For many years John Corrie had been postmaster as well as proprietor of a flourishing general store, the only shop of importance in the place. A canny man and a far-sighted was John Corrie, grasping but not exactly mean. If the villagers did not love him, they respected his success. He had “got on” marvellously. Apart from the store he owned a mill, bought for an old song from the trustee of a bankrupt, and a coal yard taken over from an unlucky merchant and mortgagee. Also he had invested savings in land and houses. For some years, also, he had indulged in more speculative transactions. He was a tall, gaunt man with small, pale blue eyes, a long melancholy nose, a tight mouth, and high prominent cheek-bones over scanty grizzling whiskers, which ran into a short untidy beard. His head was quite bald. He was an abstainer, and a regular attender at public worship, though not an office-bearer of the church.

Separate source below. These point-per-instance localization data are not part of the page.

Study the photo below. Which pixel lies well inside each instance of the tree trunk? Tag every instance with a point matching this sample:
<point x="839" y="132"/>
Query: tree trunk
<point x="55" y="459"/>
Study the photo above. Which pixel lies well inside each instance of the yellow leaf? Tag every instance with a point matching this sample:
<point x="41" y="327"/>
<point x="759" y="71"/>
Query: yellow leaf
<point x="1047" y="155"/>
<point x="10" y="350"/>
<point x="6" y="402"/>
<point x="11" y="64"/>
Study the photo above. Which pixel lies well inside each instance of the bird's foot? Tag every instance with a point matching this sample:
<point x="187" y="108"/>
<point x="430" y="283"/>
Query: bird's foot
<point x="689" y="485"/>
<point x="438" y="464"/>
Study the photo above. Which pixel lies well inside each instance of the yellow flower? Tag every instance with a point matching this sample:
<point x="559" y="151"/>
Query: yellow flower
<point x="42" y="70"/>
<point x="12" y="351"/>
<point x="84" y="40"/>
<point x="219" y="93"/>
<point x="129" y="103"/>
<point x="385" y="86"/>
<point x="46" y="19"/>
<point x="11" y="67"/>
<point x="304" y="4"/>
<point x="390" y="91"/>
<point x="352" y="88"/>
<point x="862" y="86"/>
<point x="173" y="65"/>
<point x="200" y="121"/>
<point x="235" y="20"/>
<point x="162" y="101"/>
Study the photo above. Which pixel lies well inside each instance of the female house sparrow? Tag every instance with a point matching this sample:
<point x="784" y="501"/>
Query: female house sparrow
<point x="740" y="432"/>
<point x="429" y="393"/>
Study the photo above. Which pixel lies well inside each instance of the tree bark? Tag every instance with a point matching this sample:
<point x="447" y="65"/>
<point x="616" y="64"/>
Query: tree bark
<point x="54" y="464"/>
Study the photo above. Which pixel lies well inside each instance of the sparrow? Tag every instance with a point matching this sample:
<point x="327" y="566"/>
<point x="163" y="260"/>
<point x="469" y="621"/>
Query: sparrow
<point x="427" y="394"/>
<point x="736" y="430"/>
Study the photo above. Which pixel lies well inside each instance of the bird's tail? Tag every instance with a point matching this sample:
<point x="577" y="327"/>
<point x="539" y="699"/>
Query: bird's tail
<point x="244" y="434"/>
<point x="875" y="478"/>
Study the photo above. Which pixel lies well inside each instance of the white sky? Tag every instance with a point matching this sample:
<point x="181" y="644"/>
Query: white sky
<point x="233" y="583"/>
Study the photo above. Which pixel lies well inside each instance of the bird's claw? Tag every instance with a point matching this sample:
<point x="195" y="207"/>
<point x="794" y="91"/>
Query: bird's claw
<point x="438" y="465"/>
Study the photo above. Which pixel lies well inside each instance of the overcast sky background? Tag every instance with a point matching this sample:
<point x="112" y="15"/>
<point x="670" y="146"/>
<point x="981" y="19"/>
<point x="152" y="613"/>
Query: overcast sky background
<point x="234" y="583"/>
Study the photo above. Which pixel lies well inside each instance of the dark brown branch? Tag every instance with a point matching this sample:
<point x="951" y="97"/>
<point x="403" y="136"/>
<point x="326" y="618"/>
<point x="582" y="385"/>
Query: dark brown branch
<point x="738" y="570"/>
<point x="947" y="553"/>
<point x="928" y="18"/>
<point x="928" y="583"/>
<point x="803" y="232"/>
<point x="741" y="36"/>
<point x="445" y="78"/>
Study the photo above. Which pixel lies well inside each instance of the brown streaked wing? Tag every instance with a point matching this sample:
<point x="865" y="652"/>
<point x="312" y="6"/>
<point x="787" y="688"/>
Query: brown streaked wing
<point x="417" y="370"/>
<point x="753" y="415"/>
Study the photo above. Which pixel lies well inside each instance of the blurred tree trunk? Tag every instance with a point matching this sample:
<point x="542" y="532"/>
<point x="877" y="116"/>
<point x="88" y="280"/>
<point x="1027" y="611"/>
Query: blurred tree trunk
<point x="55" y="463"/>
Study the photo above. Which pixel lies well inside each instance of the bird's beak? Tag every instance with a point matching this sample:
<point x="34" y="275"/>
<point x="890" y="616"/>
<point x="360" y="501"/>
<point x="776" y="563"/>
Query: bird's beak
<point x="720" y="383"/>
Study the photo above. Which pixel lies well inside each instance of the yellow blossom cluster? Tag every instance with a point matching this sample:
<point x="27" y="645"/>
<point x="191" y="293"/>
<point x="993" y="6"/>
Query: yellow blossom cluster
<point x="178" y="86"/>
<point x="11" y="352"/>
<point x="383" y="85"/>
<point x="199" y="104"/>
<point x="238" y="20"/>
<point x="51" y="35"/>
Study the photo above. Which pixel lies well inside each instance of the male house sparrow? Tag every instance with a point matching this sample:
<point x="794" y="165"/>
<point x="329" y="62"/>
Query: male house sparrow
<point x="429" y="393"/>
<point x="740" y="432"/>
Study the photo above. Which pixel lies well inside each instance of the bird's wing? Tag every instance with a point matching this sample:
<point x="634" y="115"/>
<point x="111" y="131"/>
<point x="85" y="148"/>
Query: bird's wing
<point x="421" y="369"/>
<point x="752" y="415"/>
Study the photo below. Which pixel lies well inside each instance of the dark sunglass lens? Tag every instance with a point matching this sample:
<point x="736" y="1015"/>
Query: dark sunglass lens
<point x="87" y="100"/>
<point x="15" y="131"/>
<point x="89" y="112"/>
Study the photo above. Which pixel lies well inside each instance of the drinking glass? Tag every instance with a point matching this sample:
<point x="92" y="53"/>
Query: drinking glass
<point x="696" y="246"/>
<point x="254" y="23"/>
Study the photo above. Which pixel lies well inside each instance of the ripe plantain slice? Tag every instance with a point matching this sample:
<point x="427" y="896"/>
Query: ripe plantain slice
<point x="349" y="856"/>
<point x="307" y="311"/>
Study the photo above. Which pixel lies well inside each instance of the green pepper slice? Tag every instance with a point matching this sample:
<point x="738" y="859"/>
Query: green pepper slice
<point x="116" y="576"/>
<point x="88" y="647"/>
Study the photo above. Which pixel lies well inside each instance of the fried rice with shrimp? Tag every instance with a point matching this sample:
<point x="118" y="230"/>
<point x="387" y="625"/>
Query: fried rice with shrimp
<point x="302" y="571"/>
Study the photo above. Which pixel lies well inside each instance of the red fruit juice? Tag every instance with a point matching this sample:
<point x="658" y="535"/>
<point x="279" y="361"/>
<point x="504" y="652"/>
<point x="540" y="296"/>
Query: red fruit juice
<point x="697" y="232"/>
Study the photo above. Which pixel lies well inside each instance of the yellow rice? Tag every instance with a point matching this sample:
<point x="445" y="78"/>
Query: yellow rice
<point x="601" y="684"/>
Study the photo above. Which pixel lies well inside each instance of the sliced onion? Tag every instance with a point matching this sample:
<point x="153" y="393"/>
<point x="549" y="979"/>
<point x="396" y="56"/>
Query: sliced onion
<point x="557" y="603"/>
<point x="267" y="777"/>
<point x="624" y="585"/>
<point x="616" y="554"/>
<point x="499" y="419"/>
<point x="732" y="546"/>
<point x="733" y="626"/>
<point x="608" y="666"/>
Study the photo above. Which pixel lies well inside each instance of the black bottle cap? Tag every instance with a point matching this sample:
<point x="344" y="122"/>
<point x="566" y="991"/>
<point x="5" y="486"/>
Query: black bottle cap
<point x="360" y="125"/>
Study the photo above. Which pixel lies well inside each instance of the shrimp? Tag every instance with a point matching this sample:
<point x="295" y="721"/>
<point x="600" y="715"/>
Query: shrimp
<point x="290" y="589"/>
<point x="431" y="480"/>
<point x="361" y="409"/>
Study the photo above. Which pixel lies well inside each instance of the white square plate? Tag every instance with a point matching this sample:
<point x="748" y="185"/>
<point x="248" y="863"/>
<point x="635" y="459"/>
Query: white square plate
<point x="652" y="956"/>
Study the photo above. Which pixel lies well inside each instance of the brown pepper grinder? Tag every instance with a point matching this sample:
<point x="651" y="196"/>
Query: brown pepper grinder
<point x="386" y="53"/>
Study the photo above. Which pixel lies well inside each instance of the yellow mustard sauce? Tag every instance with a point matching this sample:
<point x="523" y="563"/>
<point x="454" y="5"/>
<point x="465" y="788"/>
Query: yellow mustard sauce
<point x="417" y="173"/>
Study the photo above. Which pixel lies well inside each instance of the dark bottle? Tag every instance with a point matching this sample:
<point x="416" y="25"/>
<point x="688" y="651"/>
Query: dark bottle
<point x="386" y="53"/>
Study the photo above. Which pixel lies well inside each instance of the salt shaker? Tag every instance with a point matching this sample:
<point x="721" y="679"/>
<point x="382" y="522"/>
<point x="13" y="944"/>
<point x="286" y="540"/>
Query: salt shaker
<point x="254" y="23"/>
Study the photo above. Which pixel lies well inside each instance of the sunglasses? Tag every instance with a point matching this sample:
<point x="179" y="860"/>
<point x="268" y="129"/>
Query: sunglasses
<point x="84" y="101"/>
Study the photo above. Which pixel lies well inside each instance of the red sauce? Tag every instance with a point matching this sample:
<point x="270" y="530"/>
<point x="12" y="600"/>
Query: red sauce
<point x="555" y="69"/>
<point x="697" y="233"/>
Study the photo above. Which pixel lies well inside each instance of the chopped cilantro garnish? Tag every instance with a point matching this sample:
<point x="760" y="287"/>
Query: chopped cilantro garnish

His sister Rachel assisted him capably in the store. She may have been a good-looking maiden; now she was a scraggy, drear-visaged creature with a curiously suspicious manner and a craze for doing everything precisely as her mother had done it. She seemed to object to youth discovering or making use of a new method. She was mean in some ways, but, perhaps for lack of courage, not so grasping as her brother. To him she was devoted.

Kitty attended to the post-office which served a district sparsely populated, but of considerable extent. She had never received a penny for this. On the other hand her relations did not grudge her in board, lodging and clothing; and twice a year they gave her a pound to spend as she liked. She divided the money on “pretty things” and books. Books, by the way, had initiated the friendship between her and Colin Hayward. He had lent her many, but only one at a time, for the thing had to be done secretly; but he, at least, preferred “one at a time,” since it meant frequent meetings during his holidays.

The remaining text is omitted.